Walking children through their first reconciliation

By Michelle Martin | Staff writer
Sunday, March 22, 2015

Walking children through their first reconciliation

Giovanni Samayoa, a student in religious education class at Resurrection Parish, 3043 North Francisco, prays after making his first confession on March 7. (Karen Callaway/Catholic New World)
Father Dan Brandt, CPD Chaplain, hears the confession of a student on March 7. (Karen Callaway/Catholic New World)
A student smiles after making her first confession on March 7 at Resurrection church. (Karen Callaway/Catholic New World)
Andres Barajas prays after making his first confession. (Karen Callaway/Catholic New World)
Isabella Frial and Isabella Pekarek, students in religious education at Resurrection Parish, 3043 N. Francisco, go over prayers prior to making their first confession on March 7. (Karen Callaway/Catholic New World)

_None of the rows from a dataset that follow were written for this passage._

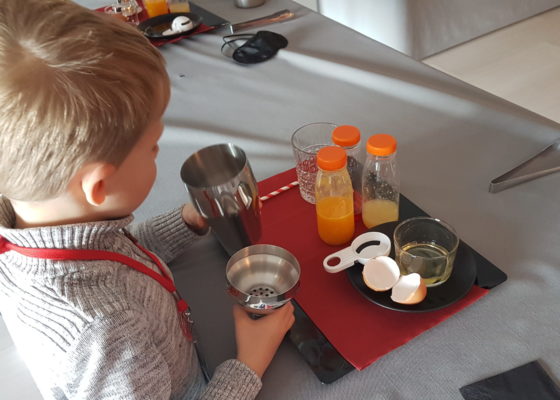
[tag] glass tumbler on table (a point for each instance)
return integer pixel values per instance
(156, 7)
(125, 10)
(427, 246)
(306, 142)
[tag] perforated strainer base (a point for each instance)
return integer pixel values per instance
(262, 291)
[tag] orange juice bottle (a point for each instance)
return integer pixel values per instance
(380, 181)
(334, 203)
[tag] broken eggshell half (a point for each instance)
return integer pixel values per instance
(382, 273)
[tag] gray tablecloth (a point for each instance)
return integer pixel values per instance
(453, 139)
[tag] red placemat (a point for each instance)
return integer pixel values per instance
(360, 331)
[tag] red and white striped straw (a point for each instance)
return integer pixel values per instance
(280, 190)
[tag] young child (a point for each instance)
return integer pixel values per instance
(81, 100)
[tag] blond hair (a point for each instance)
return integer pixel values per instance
(76, 86)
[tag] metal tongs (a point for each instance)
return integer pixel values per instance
(543, 163)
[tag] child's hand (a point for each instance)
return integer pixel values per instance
(258, 340)
(194, 220)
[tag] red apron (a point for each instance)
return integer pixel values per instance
(66, 254)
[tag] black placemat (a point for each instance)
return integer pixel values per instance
(325, 361)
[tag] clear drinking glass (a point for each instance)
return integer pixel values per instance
(156, 7)
(306, 142)
(426, 246)
(125, 10)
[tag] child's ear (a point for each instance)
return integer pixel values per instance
(93, 182)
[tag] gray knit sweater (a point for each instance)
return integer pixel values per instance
(99, 329)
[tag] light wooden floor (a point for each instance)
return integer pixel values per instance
(520, 63)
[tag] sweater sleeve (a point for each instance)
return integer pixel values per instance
(116, 358)
(232, 380)
(167, 235)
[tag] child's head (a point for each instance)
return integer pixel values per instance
(76, 87)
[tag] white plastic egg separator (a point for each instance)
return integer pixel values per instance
(363, 248)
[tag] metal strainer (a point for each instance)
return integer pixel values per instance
(262, 277)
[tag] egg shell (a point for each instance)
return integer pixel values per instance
(181, 24)
(410, 289)
(380, 273)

“Bless me, Father, for I have sinned …”

Lent is the season for confession, and in many parishes, that holds true for first confessions as well, with first confession scheduled before Easter and first Communion scheduled later in the Easter season.

While first Communion generally is a time for celebration, with fancy clothes and gifts and parties, first confession is a much more low-key affair.

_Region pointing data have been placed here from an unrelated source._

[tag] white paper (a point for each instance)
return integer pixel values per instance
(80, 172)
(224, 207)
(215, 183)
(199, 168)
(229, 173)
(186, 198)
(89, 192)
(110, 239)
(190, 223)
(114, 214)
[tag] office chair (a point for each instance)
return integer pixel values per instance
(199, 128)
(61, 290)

Priests and catechists who prepare children to make their first confessions say it’s important to focus on the encounter with Jesus and his mercy and forgiveness, and to make sure children are thoroughly acquainted with the process ahead of time.

Barbara Antoskiewicz, director of religious education and pastoral associate at St. Ann Parish in Lansing, said she tells children preparing for first confession that it is God forgiving them.

“Sometimes we disobey God, and we go ask for forgiveness,” she said. “The priest is God’s representative, and we tell them that what is said in confession can’t ever be repeated.”

She also works with students about understanding the difference between an accident and a sin. A child might bump into someone and hurt them without meaning to, and offer apologies, but that doesn’t make it a sin. Intentionally hurting someone — or trying to — would be a sin.

Then the whole class practices a communal examination of conscience, and goes through the motions of going to confession.

Father John Szmyd, associate pastor at St. Luke Parish in River Forest, spends time in the weeks leading up to first confessions visiting children in their classrooms and sharing Scripture stories of Jesus caring for and healing people. He also talks about how Jesus told his disciples to not be afraid.

“I always emphasize that,” Szmyd said.

As the date to receive the sacrament comes closer, he has them make a “mock confession” so they can see that ritual is not so intimidating.

“I tell them they probably have less to memorize than the priest,” Szmyd said.

At Resurrection Parish, 3033 N. Francisco Ave., children who will be making a first confession have a rehearsal the week before, much like a couple about to be married have a wedding rehearsal.

The practice session includes a basket full of slips of paper with possible sins written on them. As each child approaches the pastor, Father Paul Kalchik, he or she draws a slip of paper so they have something to pretend to confess.

The made-up “sins” include those typical of childhood: “I lied to my parents” or “I cheated on a test,” he said.

Having that experience helps the whole process move more smoothly on the day of the first confession itself, which can be somewhat packed.

At Resurrection on March 7, three priests heard the confessions of about 90 first Communion candidates and about 90 confirmation candidates, as well as a handful of parishioners and parents.

The experience also helps with any nervousness the children might be feeling.

“I think that’s really more hype than reality,” Kalchik said.

If children have trouble remembering the prayers, the priests cue them along. Schools generally don’t require much rote memorization any more, Kalchik said, so sometimes memorizing the prayers is a challenge, and second- graders can’t always read well enough to learn the prayers that way.

Truth be told, most of what priests hear during first confessions falls into the category of less serious sin, but not always, priests said. But often, when something more serious comes up, it pertains to an ongoing situation in the home rather than a moral failing on the child’s part.

Just as their pastors and teachers hope the children who make their first Communion will continue to receive the sacrament, they also hope they will continue to receive the sacrament of reconciliation.

“We want them to realize this is a sacrament they can receive over and over,” he said. Sometimes children are more likely to confess regularly than their parents, at least those who attend Catholic school or religious education, where confession is generally offered and encouraged during Lent and sometimes Advent. At St. Luke, first confession generally takes place before Christmas, Szmyd said.

Building a habit is one reason to start them young, when their sins, usually, aren’t too serious.

“For a priest, it’s part of the job,” Kalchik said. “For the most part, kids are innocent. You go through the motions so when they are adults they’ll know what to do.”